Jun 20, 2013 04:32PM
By Kyle Eustice
“I love the culture of the drink experience behind the craft. It’s a very soulful approach to imbibing,” Crampton explains. “Something I get to experience often is friends getting together to order these labor-intensive drinks that have lots of creativity and skill put into them, and enjoy good conversation in this sit-back-and-take-your-time kind of atmosphere. Then, when the drinks arrive at your table, people are so intrigued by their drinks, they become a conversation piece.”
The craft cocktail is rooted in the classic recipes of the early 1900s. The practices were lost once the Prohibition Era hit in 1920, and people stopped caring about sculpting a superior drink with fresh juice, fresh ingredients, and high-quality spirits.
The Berry & Rye strives to provide not only a relaxed environment, but also a carefully concocted and tantalizing drink.
“In a sense, it’s like visiting a restaurant,” Bondelid says. “You wouldn’t expect to grab a menu and eat standing up.
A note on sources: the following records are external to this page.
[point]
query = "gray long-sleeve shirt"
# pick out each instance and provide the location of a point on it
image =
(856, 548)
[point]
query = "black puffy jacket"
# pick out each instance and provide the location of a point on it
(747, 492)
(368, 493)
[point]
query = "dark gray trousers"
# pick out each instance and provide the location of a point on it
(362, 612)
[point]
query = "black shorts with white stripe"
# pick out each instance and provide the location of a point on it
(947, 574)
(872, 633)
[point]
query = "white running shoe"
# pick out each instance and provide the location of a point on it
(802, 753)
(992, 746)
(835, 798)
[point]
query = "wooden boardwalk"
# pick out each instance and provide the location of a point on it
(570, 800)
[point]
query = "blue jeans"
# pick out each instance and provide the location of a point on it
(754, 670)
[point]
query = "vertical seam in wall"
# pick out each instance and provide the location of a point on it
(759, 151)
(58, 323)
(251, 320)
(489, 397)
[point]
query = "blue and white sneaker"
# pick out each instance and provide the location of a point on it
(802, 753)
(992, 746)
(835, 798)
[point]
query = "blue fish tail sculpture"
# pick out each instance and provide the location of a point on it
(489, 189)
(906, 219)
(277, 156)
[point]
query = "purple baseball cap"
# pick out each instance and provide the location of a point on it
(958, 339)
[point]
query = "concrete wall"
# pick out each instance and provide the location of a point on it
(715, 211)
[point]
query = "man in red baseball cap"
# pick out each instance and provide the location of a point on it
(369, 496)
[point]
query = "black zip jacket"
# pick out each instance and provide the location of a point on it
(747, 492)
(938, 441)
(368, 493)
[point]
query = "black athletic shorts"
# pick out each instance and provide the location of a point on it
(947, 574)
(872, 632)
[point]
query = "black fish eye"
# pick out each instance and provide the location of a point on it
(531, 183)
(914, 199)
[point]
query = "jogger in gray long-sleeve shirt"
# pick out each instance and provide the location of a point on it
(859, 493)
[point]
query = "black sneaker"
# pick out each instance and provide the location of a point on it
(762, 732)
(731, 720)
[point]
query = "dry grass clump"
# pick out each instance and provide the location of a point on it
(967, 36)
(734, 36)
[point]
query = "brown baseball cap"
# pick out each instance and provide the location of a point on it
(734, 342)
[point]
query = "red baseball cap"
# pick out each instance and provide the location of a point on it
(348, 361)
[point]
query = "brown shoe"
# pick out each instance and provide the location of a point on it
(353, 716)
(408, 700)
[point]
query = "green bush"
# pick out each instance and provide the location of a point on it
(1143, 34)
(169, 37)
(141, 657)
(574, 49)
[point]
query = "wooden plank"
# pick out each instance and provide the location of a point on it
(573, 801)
We ask that people take and enjoy a seat while being served at their table. It’s not the type of place to yell or act overly loud. It’s a comfortable, conversational bar, and this heightens everyone’s experience.”
Considering that loud behavior and drinking often go hand-in-hand, creating a more cultured craft cocktail atmosphere may seem like a lofty goal. But for Bondelid and Crampton, it’s something they’ve experienced throughout their many travels. They are bold enough to envision the potential in Omaha.
“There is a wealth of great culinary and cocktail experiences out there,” Bondelid assures. “Omaha’s culinary culture has seen some great strides recently, and its cocktail culture is starting to grow as well. In traveling, I’ve been able to visit some of the country’s greatest cocktail venues. I’ve wanted to bring that flavor to Omaha, from the non-overcrowded, loud rooms to the incredible range that can come from balanced and creative cocktails.”
Both Bonelid and Crampton are confident in The Berry & Rye’s intriguing concept. To date, they have invested nearly $15,000 into their “ice program.” They have a massive reverse osmosis system, which provides the purest water possible for all syrups and ice machines. From commercial freezers to Japanese ice presses that create perfect spheres to order, they have taken ice very seriously.
“The thing that separates The Berry & Rye from the rest is that when you collectively consider all the aspects of our concept, such as the ice program, specialized tools, methodology, expertise, and dedicated atmosphere, we’re taking craft cocktails further than many people in Omaha have up to this point,” Bondelid explains. “Namely, we’re taking our ice program further than any other venue, and we’re the only non-restaurant craft bar that offers hosted seating, ensuring that the consistency in experience remains the same.”
Crampton is careful to point out that the seating-room-only policy isn’t a “VIP or exclusive” thing. It’s in place “solely for consistency,” he says. It takes time to craft each drink. The duo has also developed an in-house soda program; they make their own cola, tonic, and citrus syrups, but, of course, their focus is on original cocktails. Classics like gin and tonics are always an option, but they urge you to try one of 20 original recipes on their menu to truly grasp what The Berry & Rye is all about. Perhaps Lily’s Dinner Party, with Broker’s gin, wasabi, and egg whites; or Smoke Over Trinidad, with Zaya rum, sherry, and tobacco syrup made with pipe tobacco from SG Roi. (The latter is served in a corked carafe so guests can pour for themselves at their own speed.)
“When tending a bar and making drinks becomes an art form and an experience visually and flavorfully for the guests, then you know what makes it special,” Bondelid says. “When you have people that follow their passion to the farthest extent of their skills, it’s a beautiful thing.”